Stem cell therapies are currently being investigated as potential therapies for several different neurodegenerative conditions. There is a significant focus on MSCs, as they secrete relevant growth factors and help create a neuroprotective microenviroment. Although there are many challenges to developing a clinical product, they have shown clinical benefit and do not have the ethical concerns of ESCs. This Review highlights existing and emerging stem cell therapies for both juvenile and adult-onset Huntington’s disease.
Current practices and reform proposals for the regulation of advanced medicinal products in Canada.
Viswanathan S, Bubela T. Regen. Med. 10(5), 647–663 (2015) (doi:10.2217/rme.15.28).
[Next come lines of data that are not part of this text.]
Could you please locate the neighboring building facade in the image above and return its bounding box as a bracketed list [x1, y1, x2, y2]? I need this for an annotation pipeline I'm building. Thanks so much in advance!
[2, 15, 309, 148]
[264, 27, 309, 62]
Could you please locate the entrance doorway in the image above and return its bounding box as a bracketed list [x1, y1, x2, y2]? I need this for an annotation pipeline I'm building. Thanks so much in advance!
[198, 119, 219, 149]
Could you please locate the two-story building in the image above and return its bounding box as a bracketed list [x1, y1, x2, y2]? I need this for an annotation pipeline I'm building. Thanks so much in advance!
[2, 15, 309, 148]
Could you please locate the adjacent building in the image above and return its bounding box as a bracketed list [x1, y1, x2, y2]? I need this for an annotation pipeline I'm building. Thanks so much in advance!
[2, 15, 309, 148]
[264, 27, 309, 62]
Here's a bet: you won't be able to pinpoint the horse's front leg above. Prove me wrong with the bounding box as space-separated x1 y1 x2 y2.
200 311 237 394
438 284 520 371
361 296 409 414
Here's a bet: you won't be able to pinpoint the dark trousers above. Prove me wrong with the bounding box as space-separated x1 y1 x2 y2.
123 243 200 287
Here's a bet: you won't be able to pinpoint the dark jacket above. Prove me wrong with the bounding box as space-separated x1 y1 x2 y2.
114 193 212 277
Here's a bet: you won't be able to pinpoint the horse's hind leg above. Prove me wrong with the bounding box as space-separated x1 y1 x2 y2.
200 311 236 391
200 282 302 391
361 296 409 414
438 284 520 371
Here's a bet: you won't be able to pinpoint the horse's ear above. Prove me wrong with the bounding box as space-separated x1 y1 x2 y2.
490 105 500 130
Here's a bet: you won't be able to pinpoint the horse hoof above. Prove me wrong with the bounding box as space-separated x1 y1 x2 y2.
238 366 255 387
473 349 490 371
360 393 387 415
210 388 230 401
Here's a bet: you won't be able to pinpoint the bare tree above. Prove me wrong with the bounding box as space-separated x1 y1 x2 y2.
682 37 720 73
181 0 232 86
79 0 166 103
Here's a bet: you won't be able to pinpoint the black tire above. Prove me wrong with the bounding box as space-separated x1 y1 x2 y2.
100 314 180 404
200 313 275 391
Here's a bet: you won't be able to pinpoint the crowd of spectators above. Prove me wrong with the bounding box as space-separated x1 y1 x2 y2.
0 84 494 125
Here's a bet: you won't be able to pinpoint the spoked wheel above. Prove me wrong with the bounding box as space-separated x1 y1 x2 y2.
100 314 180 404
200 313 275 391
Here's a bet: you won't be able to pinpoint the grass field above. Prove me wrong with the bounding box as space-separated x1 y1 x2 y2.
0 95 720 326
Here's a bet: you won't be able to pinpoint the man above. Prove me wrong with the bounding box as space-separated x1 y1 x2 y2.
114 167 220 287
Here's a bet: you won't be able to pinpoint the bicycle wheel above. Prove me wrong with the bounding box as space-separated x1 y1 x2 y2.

Stem cells and regenerative medicine are significant areas of interest in Canada, owing to its history of stem cell pioneers as well as strong federal funding, networks and not-for-profits (e.g., CCRM), institutions and industry. This Review presents the regulatory framework for evaluating advanced medicinal products in Canada, and uses the approval of Prochymal™ as a case study demonstraing Canada’s conditional marketing approval system. The article also discusses suggested changes to the regulatory framework and analyzes the overall approach to regulation in Canada.
The likely role of proteolytic enzymes in unwanted differentiation of stem cells in culture.
Penna V, Lipay MVN, Duailibi MT, Duailibi SE. Future Sci. OA FSO75, doi:10.4155/fso.15.26. Posted online on 5 June 2015.
Tissue engineering aims to develop methods for replacing diseased or damaged tissues. Expanding cells in culture is necessary to develop a sufficient number; however, the use of proteolytic enzymes in cell culture can result in unwanted differentiation. This Review looks at the possible mechanisms of cellular change and suggests that the use of proteolytic enzymes needs to be reassessed to ensure clinical safety, presenting possible alternatives that could be used.
A first approach to evaluate the cell dose in highly porous scaffolds by using a nondestructive metabolic method.
Divieto CD, Sassi MP. Future Sci. OA FSO75, doi:10.4155/fso.15.58. Posted online on 7 Sept 2015.
Cell-based therapies require accurate analysis of cell number. This Review presents a new non-invasive methodology for the measurement of 3D proliferation of human mesenchymal stem cells on Biocoral® scaffolds, which may be a valuable tool in cell determination for regenerative medicine and cell–scaffold interaction studies.
Responsive cell–material interfaces.
Dhowre HS, Rajput S, Russell NA, Zelzer M. Nanomedicine 10(5), 849–871 (2015) (doi:10.2217/nnm.14.222).
Accurately recreating the microenvironment of cells with synthetic materials is a significant challenge, as they need to respond to stimuli, be dynamic and so on. Creating materials suitable for biointerfaces is even more difficult. This Review highlights some of the criteria required for responsive, synthetic materials in a biointerface, looks at recent successes in meeting the criteria, and finally suggests the next steps to furthering development, such as including multiple stimuli-responsive surfaces, surfaces of 3D objects and interactive biointerfaces.